May 26, 2012
Study Suggests Calcium Supplements Increase Heart Attack Risk
A team of German and Swiss researchers are warning people to be cautious when taking calcium supplements, as new findings suggest that they could double an individual's risk of suffering a heart attack.
According to a Wednesday report by the Daily Mail's Jenny Hope, the supplements, which are often recommended for women at risk of osteoporosis, are more dangerous than consuming additional amounts of milk, cheese, and other calcium-rich food products.
Their diets were looked at, as well as the various vitamins and mineral supplements they had taken recently, and the scientists claim that they discovered that individuals who regularly used calcium supplements were 86% more likely to suffer a myocardial infarction (MI) than those who had never taken them.
Dr. Sabine Rohrmann, an assistant professor of chronic disease epidemiology at the University of Zurich, told Kathleen Doheny of WebMD Health News that she believed there was a "moderate" increase of cardiovascular problems due to calcium supplements. The study has been published in the journal Heart.
Furthermore, the scientists divided the study participants into three groups, Doheny said. Members of the third group, which had the second-highest calcium intake from the foods they consumed, were 31% more likely to suffer a heart attack than those getting the least amount of the mineral from their food. They discovered no link between total dietary calcium and either stroke or heart disease death, she added.
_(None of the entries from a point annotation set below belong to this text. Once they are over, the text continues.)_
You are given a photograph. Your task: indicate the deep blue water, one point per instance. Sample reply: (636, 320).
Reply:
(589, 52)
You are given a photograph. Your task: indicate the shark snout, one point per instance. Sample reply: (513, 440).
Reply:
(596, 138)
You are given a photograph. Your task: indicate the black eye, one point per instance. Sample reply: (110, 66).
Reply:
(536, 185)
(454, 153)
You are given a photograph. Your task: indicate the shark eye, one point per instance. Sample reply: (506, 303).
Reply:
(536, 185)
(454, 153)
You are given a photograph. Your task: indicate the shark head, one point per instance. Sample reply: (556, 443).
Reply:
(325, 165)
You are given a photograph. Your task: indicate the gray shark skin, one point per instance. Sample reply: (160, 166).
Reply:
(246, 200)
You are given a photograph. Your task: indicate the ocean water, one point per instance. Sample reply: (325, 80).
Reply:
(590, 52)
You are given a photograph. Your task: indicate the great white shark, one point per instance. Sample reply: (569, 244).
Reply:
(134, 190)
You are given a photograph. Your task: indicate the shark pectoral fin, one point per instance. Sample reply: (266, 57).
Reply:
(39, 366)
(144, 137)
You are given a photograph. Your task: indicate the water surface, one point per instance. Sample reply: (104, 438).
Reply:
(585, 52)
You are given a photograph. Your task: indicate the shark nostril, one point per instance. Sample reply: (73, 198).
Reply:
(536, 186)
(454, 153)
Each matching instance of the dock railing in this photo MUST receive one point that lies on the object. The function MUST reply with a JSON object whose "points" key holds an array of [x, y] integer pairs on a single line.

"Increasing calcium intake from diet might not confer significant cardiovascular benefits, while calcium supplements, which might raise MI risk, should be taken with caution," the study authors concluded, according to Campbell.
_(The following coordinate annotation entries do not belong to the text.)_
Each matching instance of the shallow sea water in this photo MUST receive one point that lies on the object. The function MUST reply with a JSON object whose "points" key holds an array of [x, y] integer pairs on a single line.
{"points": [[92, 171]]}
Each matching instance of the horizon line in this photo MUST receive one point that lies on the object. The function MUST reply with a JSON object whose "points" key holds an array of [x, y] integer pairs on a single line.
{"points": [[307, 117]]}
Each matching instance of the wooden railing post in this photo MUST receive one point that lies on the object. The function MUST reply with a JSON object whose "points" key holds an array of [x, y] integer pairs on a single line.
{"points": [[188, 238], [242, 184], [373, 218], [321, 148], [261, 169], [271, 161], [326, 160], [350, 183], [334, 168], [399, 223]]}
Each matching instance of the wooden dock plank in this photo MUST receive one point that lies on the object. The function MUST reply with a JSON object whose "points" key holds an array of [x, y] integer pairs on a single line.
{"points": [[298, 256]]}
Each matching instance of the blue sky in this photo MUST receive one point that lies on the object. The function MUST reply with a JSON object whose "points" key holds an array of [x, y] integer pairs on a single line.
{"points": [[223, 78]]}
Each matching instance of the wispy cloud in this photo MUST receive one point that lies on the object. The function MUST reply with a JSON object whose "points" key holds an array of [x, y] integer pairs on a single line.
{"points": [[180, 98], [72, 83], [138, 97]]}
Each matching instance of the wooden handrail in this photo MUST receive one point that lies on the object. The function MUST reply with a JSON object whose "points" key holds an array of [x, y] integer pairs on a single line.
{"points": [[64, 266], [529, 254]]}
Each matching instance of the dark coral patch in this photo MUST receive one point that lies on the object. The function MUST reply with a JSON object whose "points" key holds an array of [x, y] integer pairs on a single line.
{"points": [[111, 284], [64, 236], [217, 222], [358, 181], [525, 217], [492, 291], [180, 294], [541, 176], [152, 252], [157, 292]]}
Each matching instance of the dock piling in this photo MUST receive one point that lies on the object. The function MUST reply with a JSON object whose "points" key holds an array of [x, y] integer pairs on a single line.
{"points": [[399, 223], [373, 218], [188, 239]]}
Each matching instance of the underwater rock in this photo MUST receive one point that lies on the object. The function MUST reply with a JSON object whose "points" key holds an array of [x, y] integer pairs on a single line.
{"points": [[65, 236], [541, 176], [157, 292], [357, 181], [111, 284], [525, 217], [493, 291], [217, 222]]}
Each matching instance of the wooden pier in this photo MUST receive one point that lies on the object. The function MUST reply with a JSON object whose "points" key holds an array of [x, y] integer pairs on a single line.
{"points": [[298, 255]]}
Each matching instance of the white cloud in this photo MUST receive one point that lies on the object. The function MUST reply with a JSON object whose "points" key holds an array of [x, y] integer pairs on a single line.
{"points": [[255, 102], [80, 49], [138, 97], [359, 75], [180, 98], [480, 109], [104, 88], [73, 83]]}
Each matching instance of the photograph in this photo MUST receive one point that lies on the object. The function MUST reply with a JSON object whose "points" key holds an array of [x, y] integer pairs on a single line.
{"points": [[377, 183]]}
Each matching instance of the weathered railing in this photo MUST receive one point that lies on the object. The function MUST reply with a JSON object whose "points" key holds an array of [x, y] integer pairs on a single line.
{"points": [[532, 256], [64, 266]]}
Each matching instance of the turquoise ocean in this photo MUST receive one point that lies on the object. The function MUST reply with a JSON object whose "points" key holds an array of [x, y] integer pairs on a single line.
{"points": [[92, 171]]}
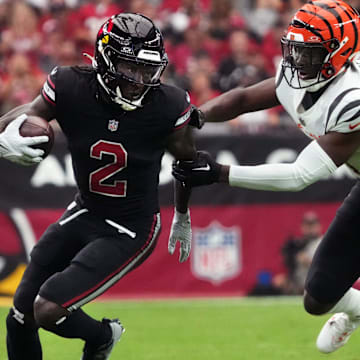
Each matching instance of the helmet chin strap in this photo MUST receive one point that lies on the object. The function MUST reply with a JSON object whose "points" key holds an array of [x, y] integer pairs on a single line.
{"points": [[321, 84], [126, 104]]}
"Calcium supplements have been widely embraced by doctors and the public on the grounds that they are a natural and therefore safe way of preventing osteoporotic fractures. It is now becoming clear that taking this micronutrient in one or two daily [doses] is not natural, in that it does not reproduce the same metabolic effects as calcium in food," a pair of Auckland University professors added in an accompanying editorial.
Some experts were not totally convinced by the study's findings.
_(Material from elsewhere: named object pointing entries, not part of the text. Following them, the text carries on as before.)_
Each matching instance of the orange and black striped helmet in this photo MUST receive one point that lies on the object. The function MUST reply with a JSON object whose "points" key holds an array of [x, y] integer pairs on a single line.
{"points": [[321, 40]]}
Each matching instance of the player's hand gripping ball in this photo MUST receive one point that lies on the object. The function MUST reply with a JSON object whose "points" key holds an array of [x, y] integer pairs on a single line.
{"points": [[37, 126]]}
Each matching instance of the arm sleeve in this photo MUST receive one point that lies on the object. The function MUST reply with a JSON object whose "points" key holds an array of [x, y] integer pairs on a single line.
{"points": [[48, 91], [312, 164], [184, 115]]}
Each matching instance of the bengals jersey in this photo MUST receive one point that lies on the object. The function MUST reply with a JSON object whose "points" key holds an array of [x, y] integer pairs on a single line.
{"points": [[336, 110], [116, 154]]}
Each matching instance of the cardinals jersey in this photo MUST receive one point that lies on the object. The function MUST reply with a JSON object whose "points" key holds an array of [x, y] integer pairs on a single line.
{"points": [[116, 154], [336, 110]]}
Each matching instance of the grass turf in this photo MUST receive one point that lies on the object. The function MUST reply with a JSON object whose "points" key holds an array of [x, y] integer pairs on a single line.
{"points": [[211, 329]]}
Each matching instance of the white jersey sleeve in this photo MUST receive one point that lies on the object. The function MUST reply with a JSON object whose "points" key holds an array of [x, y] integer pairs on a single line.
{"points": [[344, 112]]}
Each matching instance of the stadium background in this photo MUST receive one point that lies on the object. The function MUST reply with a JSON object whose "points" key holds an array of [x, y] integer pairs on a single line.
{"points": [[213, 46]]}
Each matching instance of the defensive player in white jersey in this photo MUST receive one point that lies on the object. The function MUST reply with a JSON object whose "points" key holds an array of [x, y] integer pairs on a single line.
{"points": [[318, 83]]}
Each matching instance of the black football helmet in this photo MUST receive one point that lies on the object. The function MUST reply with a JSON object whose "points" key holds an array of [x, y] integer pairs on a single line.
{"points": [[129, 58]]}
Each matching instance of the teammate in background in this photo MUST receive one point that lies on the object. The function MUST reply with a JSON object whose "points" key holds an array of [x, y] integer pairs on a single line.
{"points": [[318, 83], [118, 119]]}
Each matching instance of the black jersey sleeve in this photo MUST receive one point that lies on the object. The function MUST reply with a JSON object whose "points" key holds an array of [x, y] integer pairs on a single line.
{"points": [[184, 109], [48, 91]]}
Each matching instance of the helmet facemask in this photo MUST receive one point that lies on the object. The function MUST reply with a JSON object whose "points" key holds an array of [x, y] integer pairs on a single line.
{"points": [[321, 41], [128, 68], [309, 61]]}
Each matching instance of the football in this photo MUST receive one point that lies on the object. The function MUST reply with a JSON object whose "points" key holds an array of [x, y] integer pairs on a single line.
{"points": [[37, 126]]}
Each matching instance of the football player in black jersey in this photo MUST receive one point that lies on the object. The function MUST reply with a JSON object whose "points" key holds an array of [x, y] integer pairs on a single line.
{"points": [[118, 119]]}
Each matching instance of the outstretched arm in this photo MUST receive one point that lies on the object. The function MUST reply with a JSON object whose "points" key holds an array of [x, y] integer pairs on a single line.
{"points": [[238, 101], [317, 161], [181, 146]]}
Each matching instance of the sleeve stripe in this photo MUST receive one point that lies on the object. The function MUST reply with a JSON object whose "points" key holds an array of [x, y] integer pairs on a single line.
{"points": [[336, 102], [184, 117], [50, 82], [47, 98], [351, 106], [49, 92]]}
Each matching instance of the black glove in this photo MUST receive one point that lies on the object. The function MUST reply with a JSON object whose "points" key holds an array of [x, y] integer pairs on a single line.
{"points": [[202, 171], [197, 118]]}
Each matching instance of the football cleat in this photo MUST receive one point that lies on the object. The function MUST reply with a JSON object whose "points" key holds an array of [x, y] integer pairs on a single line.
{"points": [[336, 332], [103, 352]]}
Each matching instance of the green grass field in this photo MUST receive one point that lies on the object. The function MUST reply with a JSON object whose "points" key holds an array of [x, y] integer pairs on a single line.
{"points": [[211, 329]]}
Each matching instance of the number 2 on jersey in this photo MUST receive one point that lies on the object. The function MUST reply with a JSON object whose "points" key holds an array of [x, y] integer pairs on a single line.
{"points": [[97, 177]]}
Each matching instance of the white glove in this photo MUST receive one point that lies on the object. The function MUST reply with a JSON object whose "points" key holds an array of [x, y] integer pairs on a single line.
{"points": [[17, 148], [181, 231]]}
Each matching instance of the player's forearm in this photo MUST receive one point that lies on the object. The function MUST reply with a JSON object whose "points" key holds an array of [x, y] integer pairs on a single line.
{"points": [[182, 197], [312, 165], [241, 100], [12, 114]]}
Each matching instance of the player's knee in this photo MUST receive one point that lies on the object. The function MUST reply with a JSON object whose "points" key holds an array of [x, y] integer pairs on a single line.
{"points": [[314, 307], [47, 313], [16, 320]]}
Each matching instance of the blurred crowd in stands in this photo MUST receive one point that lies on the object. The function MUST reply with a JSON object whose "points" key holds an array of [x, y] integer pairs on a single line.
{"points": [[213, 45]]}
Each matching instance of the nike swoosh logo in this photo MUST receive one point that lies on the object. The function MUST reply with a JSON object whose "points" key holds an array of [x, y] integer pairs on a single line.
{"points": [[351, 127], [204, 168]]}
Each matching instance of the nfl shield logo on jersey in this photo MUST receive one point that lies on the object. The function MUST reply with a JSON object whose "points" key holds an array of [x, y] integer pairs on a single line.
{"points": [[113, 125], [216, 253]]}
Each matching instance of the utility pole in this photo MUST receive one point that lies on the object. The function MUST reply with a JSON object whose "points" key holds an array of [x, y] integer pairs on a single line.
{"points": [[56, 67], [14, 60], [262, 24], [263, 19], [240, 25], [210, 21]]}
Dr Kevin Fox, the cardiology spokesman for the Royal College of Physicians, told the Guardian that the findings should be "treated cautiously“¦ We have good evidence that calcium is good for bones. Calcium is important for other organs, including the heart. The message is that if you have a medical need to take calcium supplements to protect your bones, you should do so and there is good evidence to support this. If you have no medical need, then just stick to a healthy mixed diet and don't take unnecessary supplements."
"This research indicates that there may be an increased risk of having a heart attack for people who take calcium supplements. However, this does not mean that these supplements cause heart attacks," added Natasha Stewart, a senior cardiac nurse with the British Heart Foundation (BHF).